- Born: 1889 Edmonton, Middlesex
- Died: 19 January 1947 (aged 57–58)
- Occupations: Banker and disc jockey
- Known for: First disc jockey to broadcast in English from France

= William Evelyn Kingwell =

British bank cashier

William Evelyn Kingwell (1889 – 19 January 1947) was a British bank cashier who on 6 September 1931 was the first disc jockey to broadcast in English from France after he was recruited by Leonard Plugge to introduce records on a Sunday evening show on Radio Fécamp in Normandy.

==Early life and family==
Kingwell was born in Edmonton, Middlesex, in 1889, the son of a bank inspector.

He married Jessie.

==First World War==
Kingwell served in the Royal Field Artillery during the First World War. He was promoted to second lieutenant in 1914 but was injured during a gas attack and returned to England.

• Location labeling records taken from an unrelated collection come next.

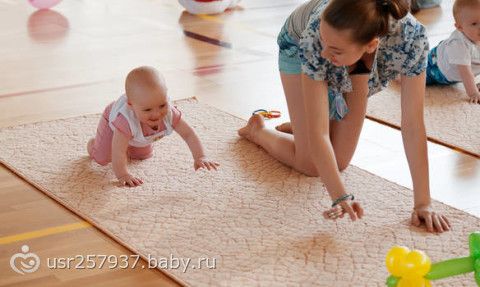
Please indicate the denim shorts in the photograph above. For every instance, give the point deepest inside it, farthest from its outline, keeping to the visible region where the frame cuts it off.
(289, 63)
(434, 75)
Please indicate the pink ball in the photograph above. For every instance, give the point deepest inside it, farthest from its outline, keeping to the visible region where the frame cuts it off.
(43, 4)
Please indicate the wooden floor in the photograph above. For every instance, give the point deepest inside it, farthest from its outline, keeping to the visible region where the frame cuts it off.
(72, 61)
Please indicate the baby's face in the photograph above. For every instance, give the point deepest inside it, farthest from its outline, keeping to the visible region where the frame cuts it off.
(469, 23)
(150, 105)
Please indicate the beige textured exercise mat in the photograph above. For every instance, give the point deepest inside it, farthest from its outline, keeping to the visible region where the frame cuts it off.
(258, 222)
(449, 118)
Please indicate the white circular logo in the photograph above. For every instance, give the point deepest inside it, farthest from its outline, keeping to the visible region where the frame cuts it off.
(25, 262)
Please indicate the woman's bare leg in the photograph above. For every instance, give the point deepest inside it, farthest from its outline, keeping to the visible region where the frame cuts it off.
(291, 150)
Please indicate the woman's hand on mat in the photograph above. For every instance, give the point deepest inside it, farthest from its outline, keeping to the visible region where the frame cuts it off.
(204, 162)
(353, 208)
(130, 180)
(434, 222)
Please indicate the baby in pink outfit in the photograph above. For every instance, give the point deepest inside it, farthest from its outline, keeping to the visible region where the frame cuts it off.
(131, 124)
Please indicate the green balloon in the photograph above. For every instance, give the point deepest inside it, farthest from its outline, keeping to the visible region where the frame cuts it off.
(450, 267)
(474, 240)
(392, 281)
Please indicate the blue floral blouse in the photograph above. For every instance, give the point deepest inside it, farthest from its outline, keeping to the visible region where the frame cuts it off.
(404, 50)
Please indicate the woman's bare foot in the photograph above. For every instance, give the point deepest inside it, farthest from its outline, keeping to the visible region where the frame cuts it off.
(255, 123)
(285, 128)
(90, 146)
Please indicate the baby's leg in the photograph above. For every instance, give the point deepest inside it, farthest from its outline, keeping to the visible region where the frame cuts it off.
(100, 148)
(140, 152)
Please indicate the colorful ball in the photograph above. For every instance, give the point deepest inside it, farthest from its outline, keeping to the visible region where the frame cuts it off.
(44, 4)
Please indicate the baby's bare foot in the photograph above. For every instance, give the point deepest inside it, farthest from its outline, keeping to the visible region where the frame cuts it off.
(255, 123)
(285, 128)
(90, 146)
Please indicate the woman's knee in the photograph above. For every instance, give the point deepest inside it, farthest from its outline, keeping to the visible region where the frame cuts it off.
(342, 164)
(307, 168)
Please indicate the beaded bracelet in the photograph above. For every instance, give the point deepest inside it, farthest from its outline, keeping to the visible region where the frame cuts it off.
(342, 198)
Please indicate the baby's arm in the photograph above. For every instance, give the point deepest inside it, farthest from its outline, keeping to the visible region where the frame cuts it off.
(120, 160)
(193, 142)
(468, 80)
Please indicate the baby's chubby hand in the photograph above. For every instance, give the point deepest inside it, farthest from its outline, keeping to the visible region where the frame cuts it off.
(203, 162)
(475, 98)
(130, 180)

He also served in the Royal West Kent Regiment.

==Career==
Kingwell's father had intended him for a career in banking from an early age which he had started before it was interrupted by the First World War. After his war service, Kingwell returned to banking, working for Lloyds on attachment as chief cashier at a Lloyds/National Provincial branch in Le Havre, France.

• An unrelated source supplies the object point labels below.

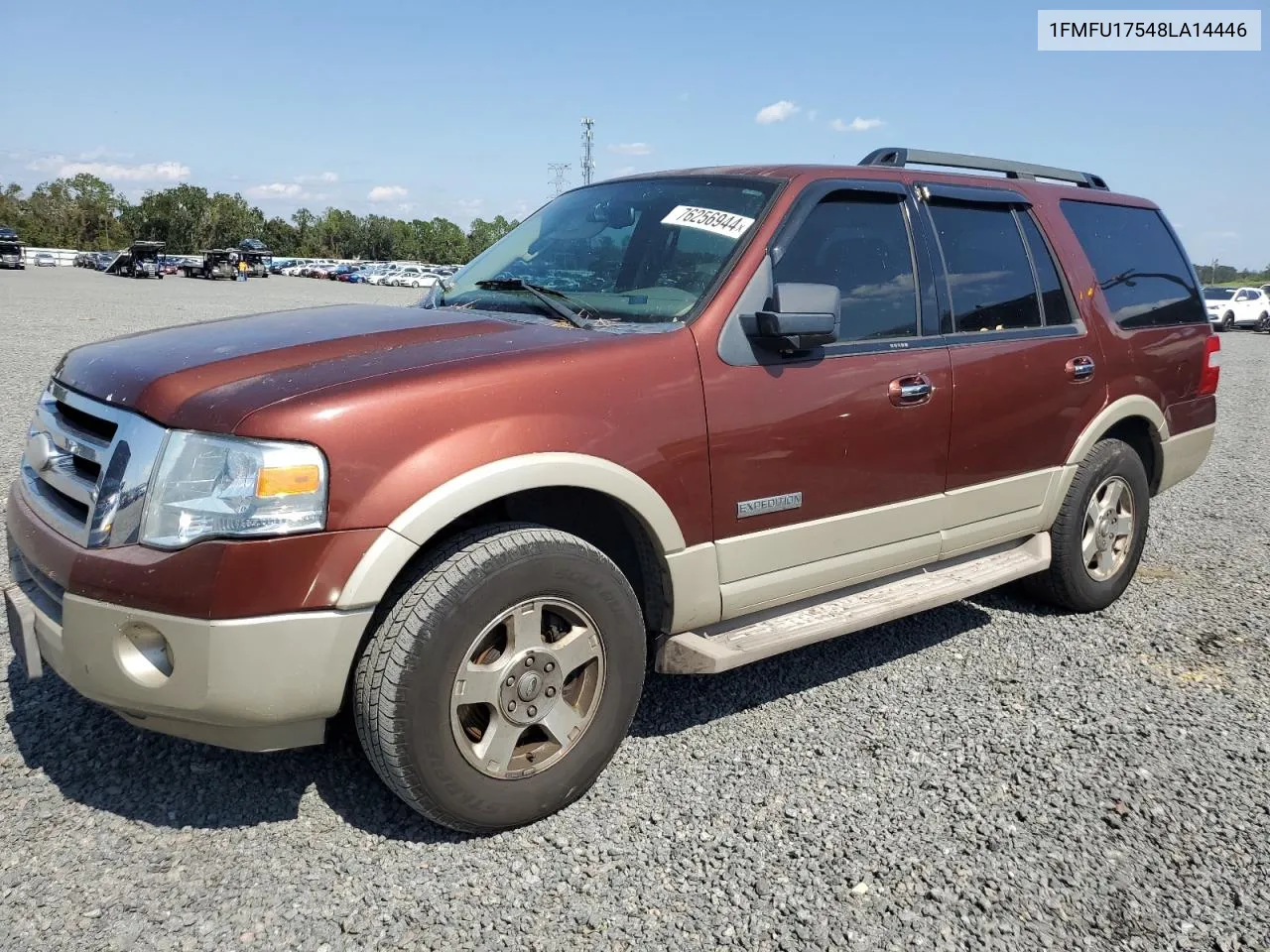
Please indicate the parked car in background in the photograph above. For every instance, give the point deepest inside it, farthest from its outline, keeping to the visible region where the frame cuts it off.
(412, 277)
(1237, 307)
(384, 276)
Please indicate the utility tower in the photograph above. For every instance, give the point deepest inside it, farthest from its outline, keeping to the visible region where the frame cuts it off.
(588, 139)
(558, 181)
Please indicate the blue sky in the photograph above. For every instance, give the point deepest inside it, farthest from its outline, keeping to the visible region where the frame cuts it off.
(456, 109)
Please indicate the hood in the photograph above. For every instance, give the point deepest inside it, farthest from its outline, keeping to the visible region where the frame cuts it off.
(209, 376)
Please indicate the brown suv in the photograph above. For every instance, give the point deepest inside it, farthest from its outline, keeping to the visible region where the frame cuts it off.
(701, 416)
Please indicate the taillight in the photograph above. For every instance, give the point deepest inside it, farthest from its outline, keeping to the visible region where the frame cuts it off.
(1211, 371)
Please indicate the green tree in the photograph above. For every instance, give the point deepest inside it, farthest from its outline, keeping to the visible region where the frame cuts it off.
(483, 234)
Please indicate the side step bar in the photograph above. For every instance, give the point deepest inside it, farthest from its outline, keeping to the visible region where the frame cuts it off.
(753, 638)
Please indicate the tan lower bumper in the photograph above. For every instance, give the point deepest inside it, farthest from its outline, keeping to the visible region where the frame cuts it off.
(249, 683)
(1184, 453)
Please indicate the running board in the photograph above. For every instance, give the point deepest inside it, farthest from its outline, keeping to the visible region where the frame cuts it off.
(753, 638)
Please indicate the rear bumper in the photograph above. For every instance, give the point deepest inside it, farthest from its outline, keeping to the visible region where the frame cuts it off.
(248, 683)
(1184, 453)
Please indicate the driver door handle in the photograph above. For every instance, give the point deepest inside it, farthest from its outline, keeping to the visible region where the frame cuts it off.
(1080, 368)
(912, 390)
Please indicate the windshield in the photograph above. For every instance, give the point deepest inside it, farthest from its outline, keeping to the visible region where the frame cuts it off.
(642, 250)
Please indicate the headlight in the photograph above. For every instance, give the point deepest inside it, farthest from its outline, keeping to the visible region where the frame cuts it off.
(208, 486)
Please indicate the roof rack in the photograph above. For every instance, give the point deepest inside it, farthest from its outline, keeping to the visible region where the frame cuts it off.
(899, 158)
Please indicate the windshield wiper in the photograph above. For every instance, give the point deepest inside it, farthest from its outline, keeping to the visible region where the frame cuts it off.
(550, 298)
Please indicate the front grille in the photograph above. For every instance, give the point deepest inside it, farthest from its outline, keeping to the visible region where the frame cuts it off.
(86, 466)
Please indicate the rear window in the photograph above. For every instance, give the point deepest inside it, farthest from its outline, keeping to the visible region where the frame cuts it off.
(1141, 268)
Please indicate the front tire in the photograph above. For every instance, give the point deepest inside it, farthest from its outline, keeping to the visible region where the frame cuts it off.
(502, 678)
(1098, 534)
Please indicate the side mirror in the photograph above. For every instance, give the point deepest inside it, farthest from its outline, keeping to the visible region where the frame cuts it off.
(798, 317)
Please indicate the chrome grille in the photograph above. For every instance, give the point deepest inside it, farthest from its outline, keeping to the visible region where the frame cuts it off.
(86, 466)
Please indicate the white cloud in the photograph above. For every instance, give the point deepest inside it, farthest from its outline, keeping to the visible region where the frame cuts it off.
(277, 189)
(388, 193)
(856, 125)
(631, 149)
(776, 112)
(145, 172)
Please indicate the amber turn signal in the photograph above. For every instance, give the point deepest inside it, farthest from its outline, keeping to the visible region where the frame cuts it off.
(287, 480)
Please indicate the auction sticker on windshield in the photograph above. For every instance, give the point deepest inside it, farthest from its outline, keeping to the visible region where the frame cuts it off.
(708, 220)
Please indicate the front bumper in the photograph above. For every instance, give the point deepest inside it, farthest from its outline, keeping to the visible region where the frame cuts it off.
(262, 683)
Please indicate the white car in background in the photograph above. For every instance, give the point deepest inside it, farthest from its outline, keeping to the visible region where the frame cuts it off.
(1237, 307)
(412, 277)
(384, 275)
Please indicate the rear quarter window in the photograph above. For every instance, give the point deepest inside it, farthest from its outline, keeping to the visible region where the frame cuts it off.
(1143, 273)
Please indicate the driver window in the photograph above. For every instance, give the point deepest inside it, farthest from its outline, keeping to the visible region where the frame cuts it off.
(858, 244)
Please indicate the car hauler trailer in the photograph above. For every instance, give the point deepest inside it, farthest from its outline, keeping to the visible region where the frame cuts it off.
(141, 261)
(10, 250)
(217, 263)
(257, 255)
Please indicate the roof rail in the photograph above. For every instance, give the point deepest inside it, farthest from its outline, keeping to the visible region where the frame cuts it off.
(899, 158)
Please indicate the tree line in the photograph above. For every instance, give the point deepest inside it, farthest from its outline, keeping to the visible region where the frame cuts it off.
(86, 213)
(89, 214)
(1225, 275)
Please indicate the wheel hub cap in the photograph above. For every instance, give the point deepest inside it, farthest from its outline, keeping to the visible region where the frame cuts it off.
(527, 688)
(1109, 527)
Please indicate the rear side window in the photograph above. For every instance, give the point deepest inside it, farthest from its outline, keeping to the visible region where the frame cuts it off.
(860, 245)
(1141, 268)
(1053, 298)
(989, 278)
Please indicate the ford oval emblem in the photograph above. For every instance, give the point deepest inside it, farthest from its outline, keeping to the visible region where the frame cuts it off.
(40, 452)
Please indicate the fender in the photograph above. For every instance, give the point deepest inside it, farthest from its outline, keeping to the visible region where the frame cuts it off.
(1111, 414)
(423, 520)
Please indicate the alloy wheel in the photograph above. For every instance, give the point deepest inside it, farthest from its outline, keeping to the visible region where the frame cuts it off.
(1107, 534)
(527, 688)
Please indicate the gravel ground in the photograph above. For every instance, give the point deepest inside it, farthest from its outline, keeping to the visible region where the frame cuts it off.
(983, 775)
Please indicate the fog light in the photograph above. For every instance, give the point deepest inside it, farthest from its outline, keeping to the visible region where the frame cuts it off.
(144, 654)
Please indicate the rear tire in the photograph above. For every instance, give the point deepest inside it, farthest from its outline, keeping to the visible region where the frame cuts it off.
(499, 604)
(1092, 562)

It was at the bank that Kingwell met the radio entrepreneur Leonard Plugge who needed money to buy gramophone records for his new International Broadcasting Company (IBC) and got chatting with Kingwell. He asked him if he knew anyone who could introduce records on radio every Sunday night and Kingwell replied that he would be glad to do the job. The first broadcast took place on 6 September 1931 using transmitter time that Plugge had bought from Radio Fécamp in Normandy making Kingwell the first "disc jockey", a term invented later, to broadcast in English from France.

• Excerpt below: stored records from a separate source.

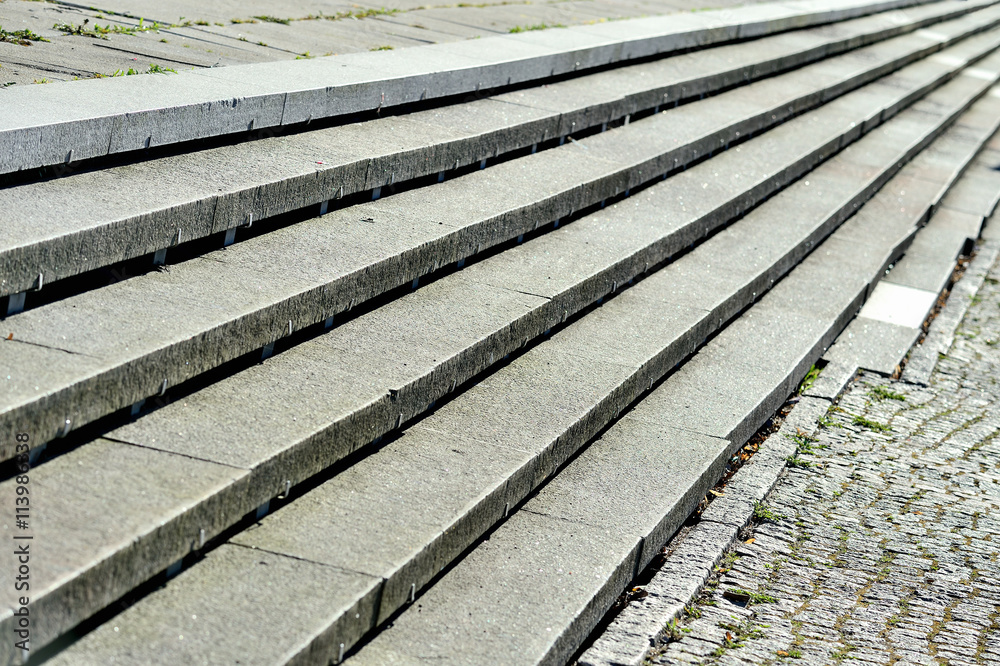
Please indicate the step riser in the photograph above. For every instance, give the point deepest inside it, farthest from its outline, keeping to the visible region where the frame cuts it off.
(396, 590)
(145, 376)
(232, 100)
(319, 451)
(786, 298)
(157, 228)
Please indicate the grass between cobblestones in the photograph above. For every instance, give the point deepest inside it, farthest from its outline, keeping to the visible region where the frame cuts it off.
(880, 543)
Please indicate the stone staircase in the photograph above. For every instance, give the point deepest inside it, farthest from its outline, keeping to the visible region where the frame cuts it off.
(545, 297)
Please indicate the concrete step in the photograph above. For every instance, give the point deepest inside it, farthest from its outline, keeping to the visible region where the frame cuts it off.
(65, 123)
(379, 370)
(218, 190)
(109, 348)
(892, 318)
(547, 576)
(403, 513)
(386, 353)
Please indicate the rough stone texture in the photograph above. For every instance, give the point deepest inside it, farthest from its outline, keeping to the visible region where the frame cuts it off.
(236, 585)
(562, 411)
(924, 358)
(255, 302)
(878, 548)
(882, 547)
(104, 116)
(343, 398)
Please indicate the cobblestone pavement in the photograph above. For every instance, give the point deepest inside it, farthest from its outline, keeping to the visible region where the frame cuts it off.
(880, 542)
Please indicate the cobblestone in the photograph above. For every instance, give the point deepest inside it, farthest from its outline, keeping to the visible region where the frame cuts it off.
(886, 531)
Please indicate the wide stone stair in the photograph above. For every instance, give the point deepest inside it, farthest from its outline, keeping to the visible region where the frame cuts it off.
(426, 354)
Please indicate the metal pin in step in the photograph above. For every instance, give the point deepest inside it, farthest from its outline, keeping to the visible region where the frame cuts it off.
(36, 453)
(15, 303)
(263, 509)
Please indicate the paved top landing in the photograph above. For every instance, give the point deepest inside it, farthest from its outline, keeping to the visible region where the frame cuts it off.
(186, 34)
(885, 532)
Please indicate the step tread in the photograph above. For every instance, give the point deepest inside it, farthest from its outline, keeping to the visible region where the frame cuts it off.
(555, 403)
(214, 190)
(106, 116)
(598, 491)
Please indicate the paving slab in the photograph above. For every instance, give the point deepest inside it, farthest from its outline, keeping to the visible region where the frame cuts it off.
(560, 415)
(122, 114)
(262, 301)
(711, 388)
(222, 589)
(255, 180)
(873, 344)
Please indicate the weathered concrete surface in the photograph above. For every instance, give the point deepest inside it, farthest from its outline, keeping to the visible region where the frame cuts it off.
(59, 124)
(728, 390)
(881, 547)
(184, 34)
(258, 300)
(523, 404)
(645, 624)
(217, 190)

Kingwell found the work difficult, possibly due to the after-effects of his gas injury during the war, and on one occasion lost his voice and had to get his son to take his place. Later, he was joined by Major Max Staniforth before giving up presenting entirely.

==Death==
Kingwell died on 19 January 1947. Administration of his estate was granted to his widow, Jessie. He left an estate of £520.